The government has historically subsidized energy costs for domestic industries, among them energy-intensive ones such as steel, cement and fertilizers. Even today, after initiatives by the government to phase out energy subsidies for energy-intensive industries and bring the cost of natural gas and electricity in line with international prices, electricity and natural gas costs remain low compared to the rest of the world. “The maximum price that local companies pay [for natural gas], whether they are fertilizer, cement or steel [producers], is $3 per mbtu [million British thermal units]. If you go and check international prices, they are in the range of $5 to $6,” says El Ebrashi, noting that many companies pay even less.

El Ebrashi estimates the number of domestic fertilizer manufacturers at 13, some of which are in industrial free zones. “The companies located in these areas have natural gas cost advantage,” he says. Orascom Construction Industries (OCI) Fertilizer Group, which was established after the acquisition of Egyptian Fertilizer Company (EFC) in 2008, is a case in point. “OCI enjoys one of the lowest fertilizer feedstock costs in the world, as we have long-term low-cost natural gas supply contracts for each of our plants,” says Omar Darwazah, investor relations manager at OCI. “Gas contracts are for 20 years for [OCI Fertilizer Group subsidiaries] EBIC [Egypt Basic Industries Company] and Sorfert; 25 years for EFC,” he says. Interestingly, fertilizer export prices are not comparably low. “Our fertilizers are exported at international prices,” says Darwazah. El Ebrashi notes that is because OCI Fertilizer Group is located in an industrial free zone.
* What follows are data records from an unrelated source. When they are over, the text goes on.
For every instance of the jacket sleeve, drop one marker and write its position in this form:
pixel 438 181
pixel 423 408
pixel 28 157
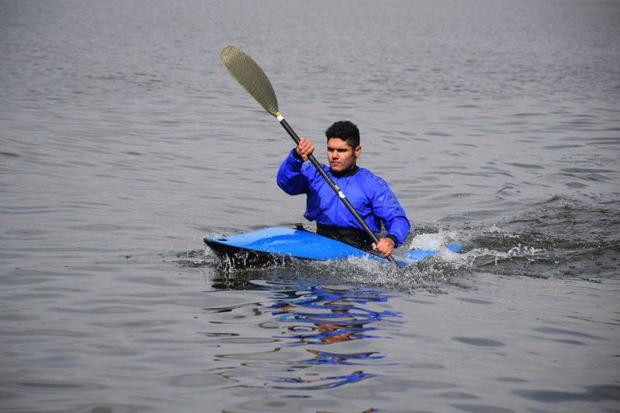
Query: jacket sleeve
pixel 290 176
pixel 392 214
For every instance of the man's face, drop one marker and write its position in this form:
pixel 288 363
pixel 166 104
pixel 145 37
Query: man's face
pixel 340 155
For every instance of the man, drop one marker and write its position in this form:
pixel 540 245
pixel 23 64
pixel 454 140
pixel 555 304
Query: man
pixel 368 193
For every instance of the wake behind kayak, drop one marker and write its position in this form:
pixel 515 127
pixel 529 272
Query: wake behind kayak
pixel 280 245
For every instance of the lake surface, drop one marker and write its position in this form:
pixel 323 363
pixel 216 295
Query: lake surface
pixel 124 141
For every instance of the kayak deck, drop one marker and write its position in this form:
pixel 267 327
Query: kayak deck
pixel 279 245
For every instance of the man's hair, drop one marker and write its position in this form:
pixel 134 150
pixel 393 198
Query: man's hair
pixel 345 130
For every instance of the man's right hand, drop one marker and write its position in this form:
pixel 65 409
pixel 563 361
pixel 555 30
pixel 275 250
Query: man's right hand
pixel 304 148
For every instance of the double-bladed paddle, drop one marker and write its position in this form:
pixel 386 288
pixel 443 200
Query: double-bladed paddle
pixel 254 80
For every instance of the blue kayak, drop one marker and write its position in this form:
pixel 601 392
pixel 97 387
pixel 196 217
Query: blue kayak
pixel 276 245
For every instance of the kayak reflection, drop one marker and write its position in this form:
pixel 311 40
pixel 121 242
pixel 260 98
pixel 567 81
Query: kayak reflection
pixel 327 316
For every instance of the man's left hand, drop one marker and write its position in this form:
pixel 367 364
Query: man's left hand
pixel 385 246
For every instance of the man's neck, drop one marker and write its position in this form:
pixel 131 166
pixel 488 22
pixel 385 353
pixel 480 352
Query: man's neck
pixel 348 172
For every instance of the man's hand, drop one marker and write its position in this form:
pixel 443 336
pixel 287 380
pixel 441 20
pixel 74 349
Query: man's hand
pixel 304 148
pixel 385 246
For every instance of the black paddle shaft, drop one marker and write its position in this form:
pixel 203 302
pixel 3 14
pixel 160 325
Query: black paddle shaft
pixel 333 185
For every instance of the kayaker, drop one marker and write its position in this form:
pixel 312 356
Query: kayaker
pixel 368 193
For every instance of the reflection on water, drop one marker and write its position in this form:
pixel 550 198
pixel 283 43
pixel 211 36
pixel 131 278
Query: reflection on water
pixel 314 317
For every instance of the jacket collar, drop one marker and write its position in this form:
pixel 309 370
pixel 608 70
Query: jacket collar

“If they are liberalizing the fertilizer market, there are so many questions regarding this,” says El Ebrashi, “because the companies are getting natural gas at a very cheap price compared with the international market.” He says the People’s Assembly has strongly opposed the government’s intentions to liberalize the market, which would remove price caps from domestic producers and in all likelihood increase the cost of fertilizer for the country’s farmers.

Issues related to distribution and export could also delay liberalization. “The government is the main distributor of nitrogen fertilizers,” says Taher. It buys fertilizers at a capped price, which it sets, then sells them at a subsidized price to end-users through the Principal Bank for Development & Agricultural Credit (PBDAC), which has very few distribution channels. According to an article published on March 21 in Al Alam Al Youm, the private sector has expressed interest in handling distribution, but the government has not announced any concrete plans to allow it to do so.

Because the domestic market is saturated, says Taher, the PBDAC is left with an excess supply of fertilizer that must be stored or sold abroad. “The Principal Bank has a rising inventory of these products because it seems that they have some kind of logistics issues, so they cannot buy any more from the companies,” says El Ebrashi. “The companies say, ‘If the PBDAC cannot buy our products and we cannot sell at a reasonable price, why not sell it directly to the export market?’” The problem, he points out, is that exports have been intermittently banned since 2003, and producers can export only with government approval. However, fertilizer producers in industrial free zones do have the right to export. For example, 90 percent of EFC’s fertilizer product is exported and 100 percent of EBIC’s, says Darwazah. If the government liberalizes the fertilizer market, will it privatize distribution or increase exports?

Taher believes the government intends to liberalize the nitrogen fertilizer market, but he has no doubt that officials would intervene if the economic instability or haphazardly increasing prices of the past few years recur. After all, El Ebrashi notes, the PBDAC will soon establish a joint venture with fertilizer companies and distributors in which the bank will have a majority stake. The company, says El Ebrashi, which will buy fertilizer from domestic producers and sell to farmers, will ensure an available and affordable supply for farmers.